# Valve confirms Steam Box: A Console like PC for living room.



## Digital Fragger (Dec 9, 2012)

> Gabe Newell confirmed the company's plans to sell its own living room PC that could compete with next-generation consoles from Sony and Microsoft. The biggest revelation is that Valve seems set to release its own complete hardware and software solution. When we first reported that the company was working on a "Steam Box" back in March, it appeared that Valve was working on a prototype that would establish a baseline for hardware manufacturers, but it wasn't clear if the company would sell its own product or simply release the designs to others. Newell's comments to Kotaku provide a much clearer picture of what's happening; Newell said that he expects companies to start selling PCs designed for the living room next year — which Kotaku says could have Steam preloaded — and that Valve will create its own distinct package.
> 
> Newell suggests that the company will create its own carefully managed PC ecosystem that's distinct from the one offered by other hardware partners — a possibility that our own Sean Hollister exposed after looking at the company's comments and actions in recent years, including its aversion to Windows 8, its recent embrace of Linux, and its existing push into the living room with Steam's Big Picture Mode.

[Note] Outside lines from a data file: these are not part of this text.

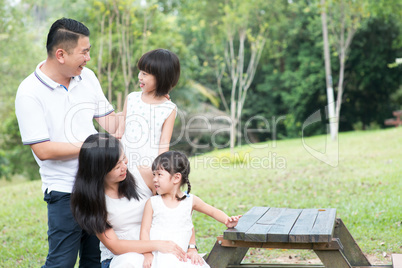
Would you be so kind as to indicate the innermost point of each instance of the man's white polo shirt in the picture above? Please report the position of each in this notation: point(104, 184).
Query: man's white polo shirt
point(47, 111)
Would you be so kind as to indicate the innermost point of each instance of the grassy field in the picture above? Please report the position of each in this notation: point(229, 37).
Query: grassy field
point(363, 183)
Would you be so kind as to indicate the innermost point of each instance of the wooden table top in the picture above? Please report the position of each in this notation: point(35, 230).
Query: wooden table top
point(265, 224)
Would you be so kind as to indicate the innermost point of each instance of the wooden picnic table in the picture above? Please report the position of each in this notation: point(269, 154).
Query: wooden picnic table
point(283, 228)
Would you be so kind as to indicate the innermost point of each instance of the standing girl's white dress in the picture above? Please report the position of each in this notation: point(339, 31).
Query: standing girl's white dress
point(143, 129)
point(173, 224)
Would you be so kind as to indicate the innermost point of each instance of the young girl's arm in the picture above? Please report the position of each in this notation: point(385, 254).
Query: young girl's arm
point(122, 122)
point(167, 130)
point(215, 213)
point(144, 233)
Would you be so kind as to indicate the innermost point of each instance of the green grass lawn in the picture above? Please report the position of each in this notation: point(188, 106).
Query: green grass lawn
point(364, 186)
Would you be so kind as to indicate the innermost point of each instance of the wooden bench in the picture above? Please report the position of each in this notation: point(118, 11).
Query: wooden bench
point(282, 228)
point(395, 121)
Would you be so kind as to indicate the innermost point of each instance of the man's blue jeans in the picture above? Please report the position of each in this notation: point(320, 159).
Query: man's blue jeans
point(66, 238)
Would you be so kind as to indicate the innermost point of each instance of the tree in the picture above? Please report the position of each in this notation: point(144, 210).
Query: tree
point(328, 75)
point(238, 45)
point(345, 17)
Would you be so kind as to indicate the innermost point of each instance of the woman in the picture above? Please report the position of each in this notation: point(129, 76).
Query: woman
point(109, 201)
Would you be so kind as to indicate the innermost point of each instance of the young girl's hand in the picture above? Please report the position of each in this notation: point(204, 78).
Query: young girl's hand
point(173, 248)
point(195, 258)
point(148, 258)
point(231, 222)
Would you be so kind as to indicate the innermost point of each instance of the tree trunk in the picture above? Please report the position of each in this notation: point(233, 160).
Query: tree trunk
point(333, 119)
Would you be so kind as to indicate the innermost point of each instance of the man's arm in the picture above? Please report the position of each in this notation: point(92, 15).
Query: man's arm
point(50, 150)
point(110, 122)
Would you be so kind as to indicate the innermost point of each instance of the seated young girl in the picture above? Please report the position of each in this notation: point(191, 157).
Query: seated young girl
point(167, 216)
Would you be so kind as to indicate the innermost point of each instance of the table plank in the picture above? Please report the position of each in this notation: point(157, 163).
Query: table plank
point(259, 231)
point(283, 225)
point(313, 225)
point(323, 228)
point(245, 223)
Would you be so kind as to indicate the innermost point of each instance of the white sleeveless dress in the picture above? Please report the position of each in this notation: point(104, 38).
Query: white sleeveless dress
point(172, 224)
point(143, 129)
point(125, 216)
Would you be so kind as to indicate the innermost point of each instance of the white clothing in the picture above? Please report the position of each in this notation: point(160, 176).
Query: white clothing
point(143, 129)
point(47, 111)
point(172, 224)
point(125, 216)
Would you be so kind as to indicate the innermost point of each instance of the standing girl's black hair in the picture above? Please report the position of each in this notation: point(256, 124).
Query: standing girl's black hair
point(98, 156)
point(174, 162)
point(164, 65)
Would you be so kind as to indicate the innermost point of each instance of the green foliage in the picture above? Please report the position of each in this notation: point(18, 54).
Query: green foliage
point(369, 77)
point(17, 157)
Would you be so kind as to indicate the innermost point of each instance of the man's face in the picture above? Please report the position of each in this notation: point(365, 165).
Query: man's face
point(78, 57)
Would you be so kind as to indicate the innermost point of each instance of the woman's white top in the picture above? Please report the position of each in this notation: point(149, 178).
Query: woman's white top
point(125, 215)
point(143, 129)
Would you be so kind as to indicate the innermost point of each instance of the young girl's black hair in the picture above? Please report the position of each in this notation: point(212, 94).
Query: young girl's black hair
point(98, 156)
point(174, 162)
point(165, 66)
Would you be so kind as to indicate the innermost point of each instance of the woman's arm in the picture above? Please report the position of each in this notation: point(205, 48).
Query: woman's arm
point(167, 130)
point(147, 176)
point(215, 213)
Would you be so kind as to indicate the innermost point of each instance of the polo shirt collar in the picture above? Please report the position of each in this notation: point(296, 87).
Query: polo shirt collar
point(44, 79)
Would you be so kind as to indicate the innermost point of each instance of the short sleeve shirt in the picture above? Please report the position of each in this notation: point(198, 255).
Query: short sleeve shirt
point(47, 111)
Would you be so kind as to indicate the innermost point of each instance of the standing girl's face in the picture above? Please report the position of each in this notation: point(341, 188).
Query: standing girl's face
point(147, 81)
point(118, 173)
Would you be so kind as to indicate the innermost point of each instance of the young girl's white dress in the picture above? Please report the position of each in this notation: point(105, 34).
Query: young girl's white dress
point(173, 224)
point(143, 129)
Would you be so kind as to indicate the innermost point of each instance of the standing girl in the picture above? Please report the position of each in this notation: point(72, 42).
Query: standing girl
point(148, 116)
point(109, 201)
point(167, 216)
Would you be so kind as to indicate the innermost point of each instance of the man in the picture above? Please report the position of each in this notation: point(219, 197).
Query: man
point(55, 108)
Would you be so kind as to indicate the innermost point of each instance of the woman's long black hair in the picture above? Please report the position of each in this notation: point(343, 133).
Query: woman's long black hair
point(98, 156)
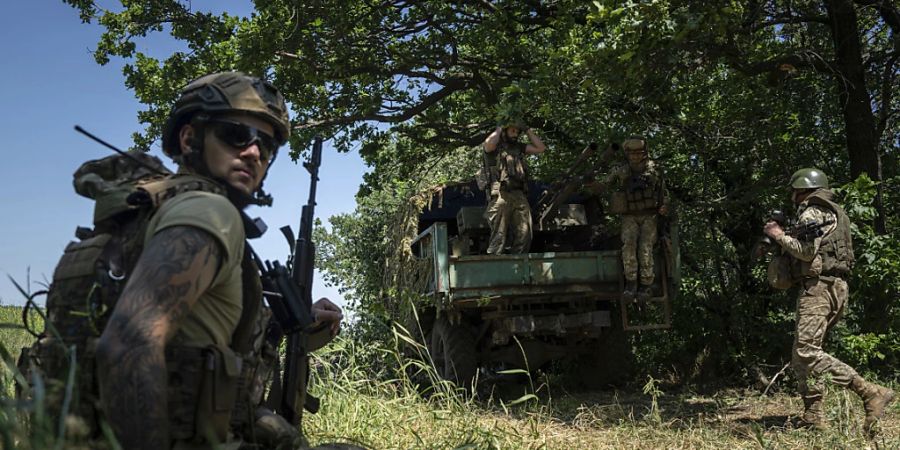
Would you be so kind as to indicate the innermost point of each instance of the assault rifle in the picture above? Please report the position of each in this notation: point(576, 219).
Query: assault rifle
point(288, 291)
point(803, 231)
point(572, 180)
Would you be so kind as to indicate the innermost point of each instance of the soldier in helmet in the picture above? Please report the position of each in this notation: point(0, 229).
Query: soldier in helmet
point(508, 212)
point(170, 360)
point(820, 266)
point(639, 196)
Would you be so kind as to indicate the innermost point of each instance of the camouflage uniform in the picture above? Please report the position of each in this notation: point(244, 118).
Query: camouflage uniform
point(819, 265)
point(640, 194)
point(508, 211)
point(820, 305)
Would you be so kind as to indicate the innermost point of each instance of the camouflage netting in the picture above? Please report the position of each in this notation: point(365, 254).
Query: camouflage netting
point(406, 276)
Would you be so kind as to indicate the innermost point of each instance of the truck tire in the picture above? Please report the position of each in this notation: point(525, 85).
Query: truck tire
point(453, 351)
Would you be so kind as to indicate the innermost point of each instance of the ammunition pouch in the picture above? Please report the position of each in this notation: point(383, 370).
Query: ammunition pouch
point(203, 389)
point(779, 274)
point(618, 204)
point(483, 178)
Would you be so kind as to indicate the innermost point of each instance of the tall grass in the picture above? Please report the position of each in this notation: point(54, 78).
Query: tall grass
point(379, 396)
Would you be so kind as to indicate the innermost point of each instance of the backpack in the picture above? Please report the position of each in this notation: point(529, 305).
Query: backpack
point(91, 275)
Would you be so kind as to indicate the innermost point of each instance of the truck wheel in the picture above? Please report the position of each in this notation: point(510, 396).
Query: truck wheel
point(453, 351)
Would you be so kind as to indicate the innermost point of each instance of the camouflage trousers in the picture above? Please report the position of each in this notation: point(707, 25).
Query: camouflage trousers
point(509, 216)
point(819, 307)
point(638, 239)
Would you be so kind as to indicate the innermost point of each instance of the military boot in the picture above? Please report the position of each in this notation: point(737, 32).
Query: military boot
point(875, 399)
point(813, 413)
point(645, 292)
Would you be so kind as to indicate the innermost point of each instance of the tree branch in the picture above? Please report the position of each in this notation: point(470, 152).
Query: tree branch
point(786, 20)
point(887, 82)
point(426, 102)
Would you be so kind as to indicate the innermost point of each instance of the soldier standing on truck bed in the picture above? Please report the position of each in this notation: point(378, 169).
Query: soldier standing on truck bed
point(166, 333)
point(508, 212)
point(639, 197)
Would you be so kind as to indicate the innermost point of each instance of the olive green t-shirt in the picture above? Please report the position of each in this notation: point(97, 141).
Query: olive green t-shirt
point(214, 317)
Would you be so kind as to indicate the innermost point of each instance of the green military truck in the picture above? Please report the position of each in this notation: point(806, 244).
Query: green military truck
point(561, 300)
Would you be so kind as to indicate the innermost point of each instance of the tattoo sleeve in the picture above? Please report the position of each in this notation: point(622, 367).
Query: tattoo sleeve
point(175, 268)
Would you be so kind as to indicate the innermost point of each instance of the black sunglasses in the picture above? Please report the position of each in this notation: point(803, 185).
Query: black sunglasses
point(239, 135)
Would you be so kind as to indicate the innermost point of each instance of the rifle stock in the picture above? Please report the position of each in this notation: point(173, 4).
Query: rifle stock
point(288, 290)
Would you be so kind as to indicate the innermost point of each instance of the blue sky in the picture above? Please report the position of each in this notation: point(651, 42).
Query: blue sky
point(50, 83)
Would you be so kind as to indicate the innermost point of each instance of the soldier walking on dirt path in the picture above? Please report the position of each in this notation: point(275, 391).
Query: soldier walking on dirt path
point(508, 212)
point(820, 264)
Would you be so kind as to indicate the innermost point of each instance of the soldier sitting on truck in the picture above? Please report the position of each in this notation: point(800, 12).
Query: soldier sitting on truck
point(508, 211)
point(639, 197)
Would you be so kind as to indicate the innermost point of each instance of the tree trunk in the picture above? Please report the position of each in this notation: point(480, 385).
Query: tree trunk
point(856, 104)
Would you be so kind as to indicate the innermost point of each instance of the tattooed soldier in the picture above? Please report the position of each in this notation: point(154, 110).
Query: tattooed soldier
point(640, 195)
point(820, 266)
point(171, 360)
point(508, 212)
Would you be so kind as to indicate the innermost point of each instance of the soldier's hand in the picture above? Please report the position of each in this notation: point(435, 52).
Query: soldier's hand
point(325, 311)
point(773, 230)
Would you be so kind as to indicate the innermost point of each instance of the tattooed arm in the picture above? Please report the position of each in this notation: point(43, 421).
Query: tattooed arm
point(176, 267)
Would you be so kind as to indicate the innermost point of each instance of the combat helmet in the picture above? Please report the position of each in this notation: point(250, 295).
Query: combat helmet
point(809, 178)
point(635, 143)
point(226, 92)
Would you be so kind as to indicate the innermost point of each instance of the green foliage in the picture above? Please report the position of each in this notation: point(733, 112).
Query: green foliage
point(733, 97)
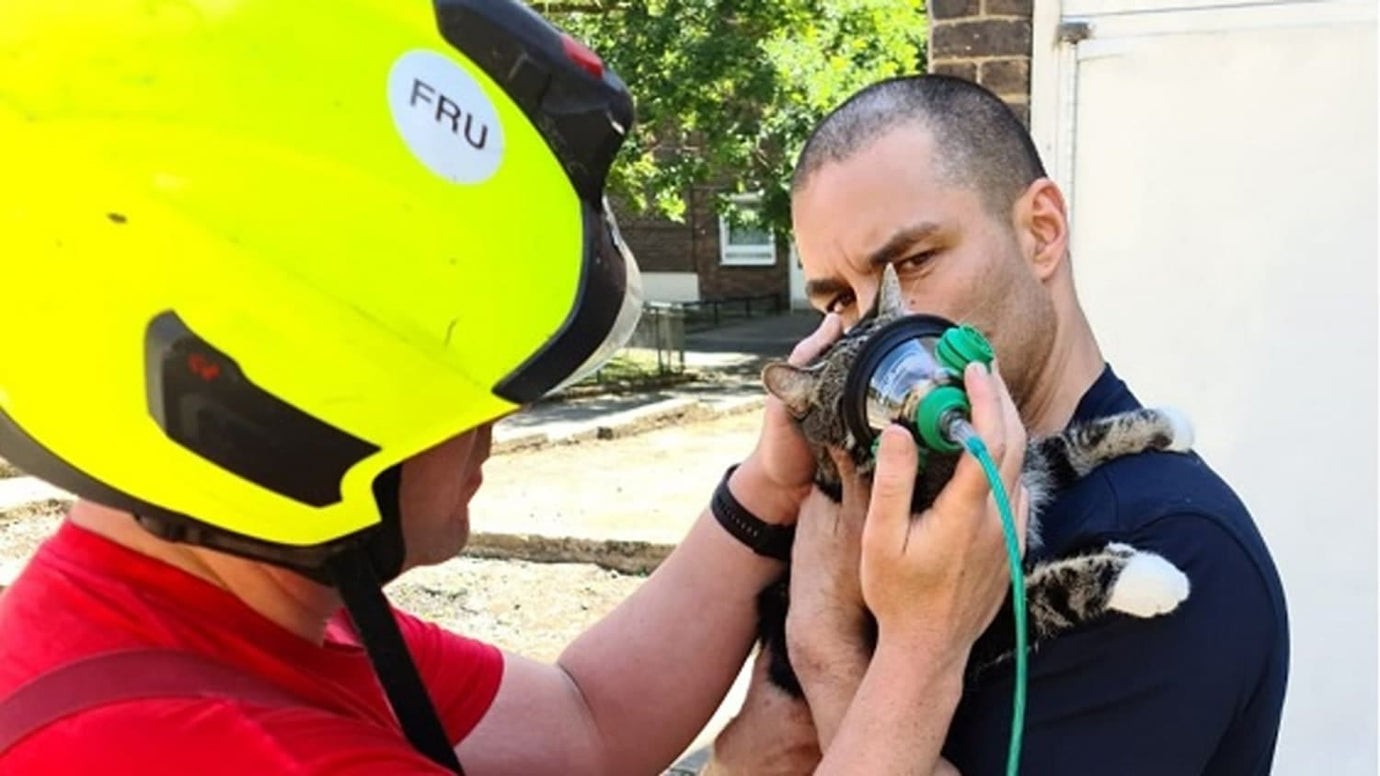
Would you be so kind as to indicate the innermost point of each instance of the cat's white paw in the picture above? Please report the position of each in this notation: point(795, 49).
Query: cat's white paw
point(1183, 430)
point(1148, 586)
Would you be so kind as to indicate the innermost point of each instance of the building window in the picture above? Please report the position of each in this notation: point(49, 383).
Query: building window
point(745, 245)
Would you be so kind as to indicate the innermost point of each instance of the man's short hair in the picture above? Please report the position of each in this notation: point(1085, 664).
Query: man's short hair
point(977, 138)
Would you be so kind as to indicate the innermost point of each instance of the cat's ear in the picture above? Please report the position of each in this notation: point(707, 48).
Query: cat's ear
point(890, 304)
point(791, 384)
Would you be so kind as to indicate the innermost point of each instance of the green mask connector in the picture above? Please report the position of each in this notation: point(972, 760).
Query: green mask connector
point(959, 347)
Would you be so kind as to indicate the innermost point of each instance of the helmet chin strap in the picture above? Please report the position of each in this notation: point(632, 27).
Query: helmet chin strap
point(359, 575)
point(363, 594)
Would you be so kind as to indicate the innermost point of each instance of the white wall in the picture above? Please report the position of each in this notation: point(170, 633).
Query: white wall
point(1221, 166)
point(671, 286)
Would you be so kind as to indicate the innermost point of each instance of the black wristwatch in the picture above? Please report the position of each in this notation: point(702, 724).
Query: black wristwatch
point(765, 539)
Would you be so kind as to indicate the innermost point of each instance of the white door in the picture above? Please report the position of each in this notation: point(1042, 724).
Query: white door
point(1220, 160)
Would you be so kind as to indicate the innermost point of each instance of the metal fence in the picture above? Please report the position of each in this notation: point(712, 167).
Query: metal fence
point(663, 330)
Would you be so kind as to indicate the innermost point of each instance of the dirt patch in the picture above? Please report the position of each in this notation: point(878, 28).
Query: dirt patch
point(533, 609)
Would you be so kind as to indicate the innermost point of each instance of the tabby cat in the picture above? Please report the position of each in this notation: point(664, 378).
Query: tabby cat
point(1060, 593)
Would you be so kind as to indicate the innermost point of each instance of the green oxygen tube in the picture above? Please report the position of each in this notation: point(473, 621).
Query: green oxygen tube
point(941, 420)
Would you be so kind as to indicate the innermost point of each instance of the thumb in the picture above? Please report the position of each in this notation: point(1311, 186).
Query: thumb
point(893, 483)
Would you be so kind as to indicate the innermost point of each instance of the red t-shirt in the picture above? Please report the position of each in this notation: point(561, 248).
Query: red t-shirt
point(84, 594)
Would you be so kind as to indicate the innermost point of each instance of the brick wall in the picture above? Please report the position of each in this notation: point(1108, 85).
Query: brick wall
point(987, 42)
point(660, 245)
point(718, 280)
point(693, 246)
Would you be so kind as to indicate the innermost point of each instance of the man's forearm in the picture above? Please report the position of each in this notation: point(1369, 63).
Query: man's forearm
point(654, 670)
point(830, 682)
point(899, 717)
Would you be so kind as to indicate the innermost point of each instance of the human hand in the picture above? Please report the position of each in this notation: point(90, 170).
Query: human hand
point(776, 477)
point(936, 582)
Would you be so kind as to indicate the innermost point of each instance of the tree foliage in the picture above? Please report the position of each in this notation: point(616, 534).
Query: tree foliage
point(727, 90)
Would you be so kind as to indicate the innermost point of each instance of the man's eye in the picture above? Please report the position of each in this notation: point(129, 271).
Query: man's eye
point(839, 304)
point(917, 260)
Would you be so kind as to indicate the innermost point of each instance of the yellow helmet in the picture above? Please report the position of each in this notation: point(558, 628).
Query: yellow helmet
point(255, 253)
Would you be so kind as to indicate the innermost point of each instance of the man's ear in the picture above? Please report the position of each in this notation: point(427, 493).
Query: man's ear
point(791, 384)
point(1041, 221)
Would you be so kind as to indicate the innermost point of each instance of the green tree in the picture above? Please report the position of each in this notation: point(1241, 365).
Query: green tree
point(727, 90)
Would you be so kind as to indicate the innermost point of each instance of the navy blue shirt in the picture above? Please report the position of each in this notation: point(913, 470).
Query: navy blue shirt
point(1197, 691)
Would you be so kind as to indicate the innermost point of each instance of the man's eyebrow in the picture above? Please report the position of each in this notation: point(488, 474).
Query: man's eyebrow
point(824, 287)
point(900, 242)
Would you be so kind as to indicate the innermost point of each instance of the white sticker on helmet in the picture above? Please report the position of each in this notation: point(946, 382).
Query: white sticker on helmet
point(445, 116)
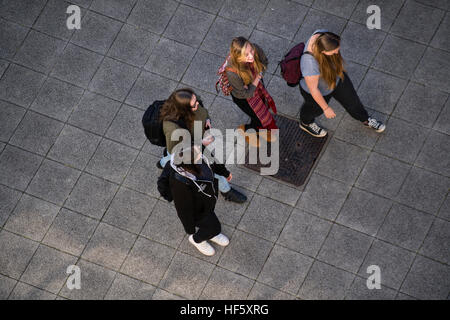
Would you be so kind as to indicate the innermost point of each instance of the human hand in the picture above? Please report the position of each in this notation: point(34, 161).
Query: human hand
point(329, 113)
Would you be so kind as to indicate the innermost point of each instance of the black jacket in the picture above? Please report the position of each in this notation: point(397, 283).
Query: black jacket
point(194, 197)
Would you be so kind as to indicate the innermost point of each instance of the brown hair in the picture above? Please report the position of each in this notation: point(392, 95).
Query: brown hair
point(178, 106)
point(237, 59)
point(331, 66)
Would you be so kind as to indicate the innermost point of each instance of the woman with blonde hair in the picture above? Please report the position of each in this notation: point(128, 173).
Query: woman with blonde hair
point(244, 68)
point(324, 77)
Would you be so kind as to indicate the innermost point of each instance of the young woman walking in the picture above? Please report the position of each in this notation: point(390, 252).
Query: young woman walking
point(324, 77)
point(193, 188)
point(245, 67)
point(180, 111)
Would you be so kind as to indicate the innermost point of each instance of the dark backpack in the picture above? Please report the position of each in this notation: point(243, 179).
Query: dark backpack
point(290, 65)
point(152, 126)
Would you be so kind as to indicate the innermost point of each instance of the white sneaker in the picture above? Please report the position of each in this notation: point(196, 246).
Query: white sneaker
point(204, 247)
point(221, 240)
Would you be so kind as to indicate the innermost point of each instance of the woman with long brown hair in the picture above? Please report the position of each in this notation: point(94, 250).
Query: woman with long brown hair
point(180, 111)
point(244, 69)
point(324, 77)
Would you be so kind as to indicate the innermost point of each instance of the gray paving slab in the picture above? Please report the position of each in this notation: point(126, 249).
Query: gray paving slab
point(392, 59)
point(345, 248)
point(245, 255)
point(9, 199)
point(97, 34)
point(243, 12)
point(323, 196)
point(304, 233)
point(282, 18)
point(53, 182)
point(32, 217)
point(114, 79)
point(10, 117)
point(383, 175)
point(434, 154)
point(47, 269)
point(39, 51)
point(91, 196)
point(262, 292)
point(432, 69)
point(148, 261)
point(417, 22)
point(183, 30)
point(186, 276)
point(23, 291)
point(163, 225)
point(126, 288)
point(427, 279)
point(389, 9)
point(152, 15)
point(435, 245)
point(364, 211)
point(57, 99)
point(6, 286)
point(95, 282)
point(15, 254)
point(11, 37)
point(405, 227)
point(70, 232)
point(359, 291)
point(70, 138)
point(394, 263)
point(36, 133)
point(17, 167)
point(340, 8)
point(424, 190)
point(111, 161)
point(109, 246)
point(76, 65)
point(381, 91)
point(342, 161)
point(224, 284)
point(94, 113)
point(149, 87)
point(23, 11)
point(421, 105)
point(169, 59)
point(290, 274)
point(20, 85)
point(74, 147)
point(325, 282)
point(118, 9)
point(401, 140)
point(220, 35)
point(264, 218)
point(129, 210)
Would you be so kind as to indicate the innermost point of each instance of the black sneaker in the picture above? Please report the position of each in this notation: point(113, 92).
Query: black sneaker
point(378, 126)
point(313, 129)
point(234, 196)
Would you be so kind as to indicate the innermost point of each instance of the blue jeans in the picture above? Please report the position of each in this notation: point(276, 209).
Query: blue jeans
point(224, 186)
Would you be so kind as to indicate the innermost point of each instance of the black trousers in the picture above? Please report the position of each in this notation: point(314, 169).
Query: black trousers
point(344, 93)
point(255, 123)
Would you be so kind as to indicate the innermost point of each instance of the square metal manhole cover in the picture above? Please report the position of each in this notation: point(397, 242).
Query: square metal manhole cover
point(298, 152)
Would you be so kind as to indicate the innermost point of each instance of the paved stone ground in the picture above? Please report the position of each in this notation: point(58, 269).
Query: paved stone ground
point(77, 177)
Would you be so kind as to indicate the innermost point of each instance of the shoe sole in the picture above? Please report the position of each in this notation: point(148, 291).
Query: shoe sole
point(314, 135)
point(194, 244)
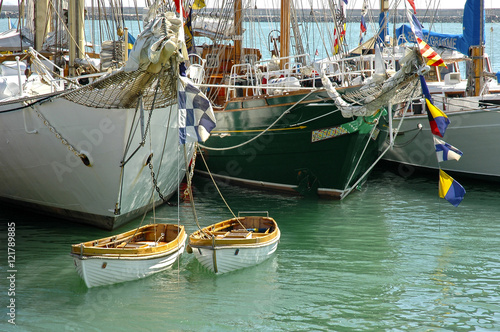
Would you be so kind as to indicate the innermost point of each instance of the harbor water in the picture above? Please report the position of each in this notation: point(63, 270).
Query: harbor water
point(392, 256)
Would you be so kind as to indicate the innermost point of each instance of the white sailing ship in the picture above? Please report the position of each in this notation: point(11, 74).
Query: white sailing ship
point(93, 153)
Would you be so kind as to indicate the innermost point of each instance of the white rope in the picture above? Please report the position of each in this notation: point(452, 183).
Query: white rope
point(262, 133)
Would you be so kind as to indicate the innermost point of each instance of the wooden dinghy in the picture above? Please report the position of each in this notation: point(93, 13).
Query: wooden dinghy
point(128, 256)
point(235, 243)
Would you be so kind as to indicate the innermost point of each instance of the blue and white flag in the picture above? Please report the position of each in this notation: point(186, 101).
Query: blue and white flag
point(445, 151)
point(196, 115)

Newell tells Kotaku that "our hardware will be a very controlled environment," and that some people will want a "turnkey" solution for their living room. "The nice thing about a PC is a lot of different people can try out different solutions," he said. "Customers can find the ones that work best for them."
> 
> ...



Source: the verge

Anyone excited?


----------



## gameranand (Dec 9, 2012)

Looks like Sony and Microsoft has another one to compete with.


----------